Depends on whether the idea of life after death makes you feel better. Not so for me.

I feel the same way, and so arguments like this are puzzling to me. I find the idea of an afterlife incredibly disturbing, and felt that way even when I was a Christian. At the time though, I did enjoy feeling that there was a God looking out for me.

Same. I always hated the idea of living forever, even in paradise. It used to give me panic attacks as a kid. There's an idea that stories about the horror of immortality are just cope because we know we're going to die anyways, so we pretend it's a good thing, but for me it's very real. I have never found the idea of ceasing to exist too frightening (though it's a little creepy), though some people find it utterly terrifying. The only thing that frightens me about death is the possibility that it's not the end.

What about it seems disturbing to you? The idea that it never ends?

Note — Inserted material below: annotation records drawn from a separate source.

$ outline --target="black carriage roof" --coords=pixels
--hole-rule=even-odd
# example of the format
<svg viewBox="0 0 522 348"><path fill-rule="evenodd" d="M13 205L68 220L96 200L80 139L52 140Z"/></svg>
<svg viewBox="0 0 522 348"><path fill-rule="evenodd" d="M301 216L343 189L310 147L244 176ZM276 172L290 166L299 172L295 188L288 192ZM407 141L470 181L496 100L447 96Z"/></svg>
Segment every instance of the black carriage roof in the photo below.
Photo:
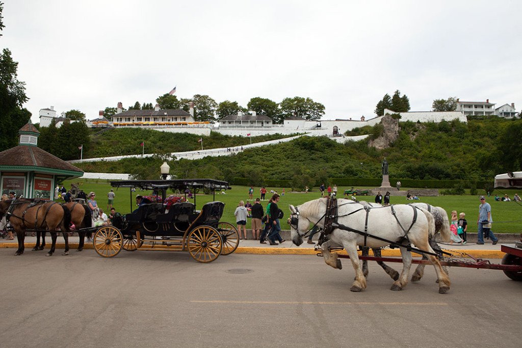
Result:
<svg viewBox="0 0 522 348"><path fill-rule="evenodd" d="M142 190L156 190L157 189L185 189L204 188L213 190L230 190L232 188L227 181L216 180L213 179L179 179L171 180L121 180L111 181L112 187L135 187Z"/></svg>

That's exactly it. I have a terrible fear of eternity and the infinite. Makes my mind want to crawl into a little hole and shut down.

That's really interesting. Do you like existing currently? We can overthink the meaning of "billions/trillions/quadrillions of years", but the duration is somewhat irrelevant. There's just Now, a moment which all of time passes through, and which I never want to end.

I love existing! But I love existing in this world that I know. Existing in some other form could be terrible and that's very scary to me.